Plans to tackle a decline in disabled-friendly travel in the Harrogate district by introducing an unlimited number of taxi licences have been met with a mixed reaction from local cabbies and campaigners.
Harrogate Borough Council’s licensing committee will next Wednesday be asked to remove a limit on licences and make all new plates available only to wheelchair accessible vehicles after complaints that disabled people have been “cut off from society” because of a lack of travel options.
The move has been welcomed by campaigners who hope it will put an end to “the inequality that the current system imposes”.
But cabbies have warned unlimited licences would lead to “deregulation” in the taxi trade.
Jackie Snape, chief executive of Disability Action Yorkshire, said the charity has long campaigned for a solution to the problem which has caused “social isolation and frustration” for disabled people.
“While in recent years many of our cities and towns have increased their numbers of wheelchair accessible vehicles, the exact opposite has been occurring across the Harrogate district.
“This is despite an increasing demand, which sadly has led to a real problem for local disabled people.
“Disabled people go to work, have medical appointments and go shopping just the same as non-disabled people, but with the difference being that many are reliant on others for their transport.
“The impact of not being able to get a taxi on the same basis as a non-disabled person should not be under-estimated.”

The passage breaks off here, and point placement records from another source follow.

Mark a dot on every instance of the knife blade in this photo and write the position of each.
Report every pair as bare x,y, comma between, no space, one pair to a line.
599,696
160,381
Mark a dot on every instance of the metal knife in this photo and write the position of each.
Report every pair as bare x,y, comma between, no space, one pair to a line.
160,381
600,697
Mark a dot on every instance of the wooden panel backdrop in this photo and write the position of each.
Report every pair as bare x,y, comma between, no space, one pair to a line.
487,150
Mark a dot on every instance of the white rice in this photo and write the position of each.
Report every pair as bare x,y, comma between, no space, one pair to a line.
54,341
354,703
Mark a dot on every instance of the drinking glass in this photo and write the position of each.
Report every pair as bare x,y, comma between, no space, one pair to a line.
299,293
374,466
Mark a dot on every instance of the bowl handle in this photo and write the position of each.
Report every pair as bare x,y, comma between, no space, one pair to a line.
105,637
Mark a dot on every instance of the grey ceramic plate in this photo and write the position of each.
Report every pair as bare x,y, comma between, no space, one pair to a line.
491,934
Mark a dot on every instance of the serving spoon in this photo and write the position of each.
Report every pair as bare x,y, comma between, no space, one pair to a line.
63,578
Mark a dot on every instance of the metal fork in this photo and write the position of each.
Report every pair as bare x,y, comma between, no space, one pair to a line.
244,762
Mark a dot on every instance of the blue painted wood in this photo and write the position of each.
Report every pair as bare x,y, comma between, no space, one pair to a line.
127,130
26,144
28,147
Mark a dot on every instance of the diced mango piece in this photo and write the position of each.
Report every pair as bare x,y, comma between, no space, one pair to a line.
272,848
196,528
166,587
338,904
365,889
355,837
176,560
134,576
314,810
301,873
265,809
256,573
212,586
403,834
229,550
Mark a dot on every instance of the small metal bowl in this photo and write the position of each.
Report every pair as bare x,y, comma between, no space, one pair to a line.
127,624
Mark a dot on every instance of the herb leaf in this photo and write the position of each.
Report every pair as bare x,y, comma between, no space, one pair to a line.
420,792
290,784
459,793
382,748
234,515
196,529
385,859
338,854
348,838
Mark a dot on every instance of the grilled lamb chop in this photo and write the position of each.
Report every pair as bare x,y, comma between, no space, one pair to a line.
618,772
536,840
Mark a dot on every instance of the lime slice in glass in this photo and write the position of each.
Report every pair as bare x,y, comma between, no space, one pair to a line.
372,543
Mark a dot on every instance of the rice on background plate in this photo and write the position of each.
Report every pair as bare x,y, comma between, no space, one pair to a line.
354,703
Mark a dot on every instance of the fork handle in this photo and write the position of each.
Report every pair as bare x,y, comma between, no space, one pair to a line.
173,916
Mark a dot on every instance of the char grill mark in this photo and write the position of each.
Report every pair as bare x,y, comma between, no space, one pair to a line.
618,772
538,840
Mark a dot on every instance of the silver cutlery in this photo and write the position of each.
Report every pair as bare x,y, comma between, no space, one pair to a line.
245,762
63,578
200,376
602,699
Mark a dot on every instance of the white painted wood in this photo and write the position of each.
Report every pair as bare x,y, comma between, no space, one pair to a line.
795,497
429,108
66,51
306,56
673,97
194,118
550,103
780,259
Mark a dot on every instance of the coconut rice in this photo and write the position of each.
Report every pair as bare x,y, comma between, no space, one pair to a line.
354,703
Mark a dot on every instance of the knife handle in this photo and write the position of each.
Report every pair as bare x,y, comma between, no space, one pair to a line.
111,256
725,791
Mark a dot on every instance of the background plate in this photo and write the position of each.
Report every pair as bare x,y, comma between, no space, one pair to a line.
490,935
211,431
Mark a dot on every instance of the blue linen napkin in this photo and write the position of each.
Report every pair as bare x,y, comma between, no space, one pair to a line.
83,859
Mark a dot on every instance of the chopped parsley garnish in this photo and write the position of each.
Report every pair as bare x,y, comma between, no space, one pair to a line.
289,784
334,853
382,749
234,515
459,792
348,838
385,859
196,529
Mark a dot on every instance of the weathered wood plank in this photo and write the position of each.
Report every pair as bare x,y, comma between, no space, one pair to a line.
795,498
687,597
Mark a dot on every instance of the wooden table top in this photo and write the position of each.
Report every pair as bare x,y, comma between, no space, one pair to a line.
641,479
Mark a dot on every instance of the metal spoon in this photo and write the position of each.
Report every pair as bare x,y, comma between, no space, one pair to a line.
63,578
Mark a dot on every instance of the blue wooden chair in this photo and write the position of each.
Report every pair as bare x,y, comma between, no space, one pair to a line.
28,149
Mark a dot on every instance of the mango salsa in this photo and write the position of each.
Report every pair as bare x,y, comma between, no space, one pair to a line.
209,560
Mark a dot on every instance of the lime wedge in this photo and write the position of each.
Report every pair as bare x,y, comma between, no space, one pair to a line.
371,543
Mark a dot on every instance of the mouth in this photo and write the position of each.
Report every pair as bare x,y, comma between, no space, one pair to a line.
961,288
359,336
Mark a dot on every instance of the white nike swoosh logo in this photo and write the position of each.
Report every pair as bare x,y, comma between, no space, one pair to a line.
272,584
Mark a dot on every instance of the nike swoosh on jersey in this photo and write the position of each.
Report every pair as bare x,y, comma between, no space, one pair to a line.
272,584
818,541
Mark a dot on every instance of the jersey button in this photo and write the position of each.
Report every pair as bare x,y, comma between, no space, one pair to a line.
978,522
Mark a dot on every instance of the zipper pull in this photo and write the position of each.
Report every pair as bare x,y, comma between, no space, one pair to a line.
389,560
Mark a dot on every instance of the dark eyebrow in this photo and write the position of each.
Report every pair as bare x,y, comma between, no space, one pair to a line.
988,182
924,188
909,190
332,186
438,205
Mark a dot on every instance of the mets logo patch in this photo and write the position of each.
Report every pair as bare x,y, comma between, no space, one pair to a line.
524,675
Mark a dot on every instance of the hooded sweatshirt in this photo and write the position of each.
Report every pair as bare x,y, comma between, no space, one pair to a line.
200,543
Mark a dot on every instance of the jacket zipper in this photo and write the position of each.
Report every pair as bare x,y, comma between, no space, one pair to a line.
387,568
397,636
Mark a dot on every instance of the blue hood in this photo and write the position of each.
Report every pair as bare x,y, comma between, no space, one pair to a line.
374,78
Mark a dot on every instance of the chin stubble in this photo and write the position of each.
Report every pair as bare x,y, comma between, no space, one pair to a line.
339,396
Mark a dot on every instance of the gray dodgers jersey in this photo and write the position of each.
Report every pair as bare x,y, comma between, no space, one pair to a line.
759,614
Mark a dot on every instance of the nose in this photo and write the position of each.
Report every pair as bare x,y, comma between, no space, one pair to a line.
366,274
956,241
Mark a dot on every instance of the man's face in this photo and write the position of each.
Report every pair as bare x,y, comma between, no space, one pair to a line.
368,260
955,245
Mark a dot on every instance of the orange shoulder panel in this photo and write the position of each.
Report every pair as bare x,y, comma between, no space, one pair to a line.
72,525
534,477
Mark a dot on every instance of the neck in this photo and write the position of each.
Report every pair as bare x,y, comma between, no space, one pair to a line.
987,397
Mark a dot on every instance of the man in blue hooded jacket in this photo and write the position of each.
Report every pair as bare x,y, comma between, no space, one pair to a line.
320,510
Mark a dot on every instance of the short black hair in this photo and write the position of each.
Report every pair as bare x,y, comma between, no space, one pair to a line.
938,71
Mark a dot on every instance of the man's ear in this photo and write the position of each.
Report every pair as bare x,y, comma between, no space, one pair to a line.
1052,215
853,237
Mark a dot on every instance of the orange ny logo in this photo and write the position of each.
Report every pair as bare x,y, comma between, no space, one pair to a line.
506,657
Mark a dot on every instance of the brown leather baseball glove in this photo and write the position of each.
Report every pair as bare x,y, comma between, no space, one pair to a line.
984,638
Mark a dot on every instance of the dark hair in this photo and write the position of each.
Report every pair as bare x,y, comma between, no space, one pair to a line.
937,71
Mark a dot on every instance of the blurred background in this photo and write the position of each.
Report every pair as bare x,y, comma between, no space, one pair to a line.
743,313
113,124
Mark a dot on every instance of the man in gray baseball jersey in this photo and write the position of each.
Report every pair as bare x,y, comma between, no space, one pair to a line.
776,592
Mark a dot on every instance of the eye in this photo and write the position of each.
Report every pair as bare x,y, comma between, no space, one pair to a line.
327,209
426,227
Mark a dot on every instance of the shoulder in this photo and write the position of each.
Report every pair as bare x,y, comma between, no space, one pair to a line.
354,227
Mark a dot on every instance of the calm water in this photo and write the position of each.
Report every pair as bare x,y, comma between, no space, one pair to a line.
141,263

- Council to issue more wheelchair taxi licences to tackle shortfall
- Harrogate taxi firm refusing to pay £25,000 for unfair dismissal
But Richard Fieldman, who runs A1 Cars of Ripon and Harrogate, said going through with the proposal would be a “big mistake” as more licences would mean the supply of taxis would outstrip demand.
“I’m rather surprised they want to introduce an unlimited number of licences – it will have a massive impact on the trade because it will mean every man and his dog can get one.
“This isn’t about throwing a load of plates out there, this is about what is fair to the existing trade which has planned a lot of money and time into this.”
No increase in licenses for 30 years
Harrogate Borough Council has restricted the number of taxi licences to 148 for about 30 years, which in effect has meant the only way to acquire a licence is to buy an existing vehicle from someone.
In September last year, the licensing committee agreed to double the number of licences designated for wheelchair-accessible taxis from 11 to 23 after a study concluded disabled people were suffering from a “great deal of anxiety” over worries they could not get around.
However, the council has since run into difficulties over creating a “fair and lawful” system to distribute just 12 additional licences.
Dean Richardson, head of safer communities at the council, said in a report to Wednesday’s meeting:
“It became apparent to officers that it would not be straightforward to design a fair allocation system which would not be susceptible to legal challenge by disappointed applicants.
“In the Harrogate district, wheelchair users have been facing increasing difficulty obtaining wheelchair-accessible licensed vehicles’ services.
“Wheelchair accessible vehicles are vital in allowing users to access essential services and for them to live their lives as anyone else would.”
The recommendation to committee members next Wednesday is to remove the limit on licences with all future licences to be designated as wheelchair accessible vehicles plates.
If approved, the changes would be reviewed within five years.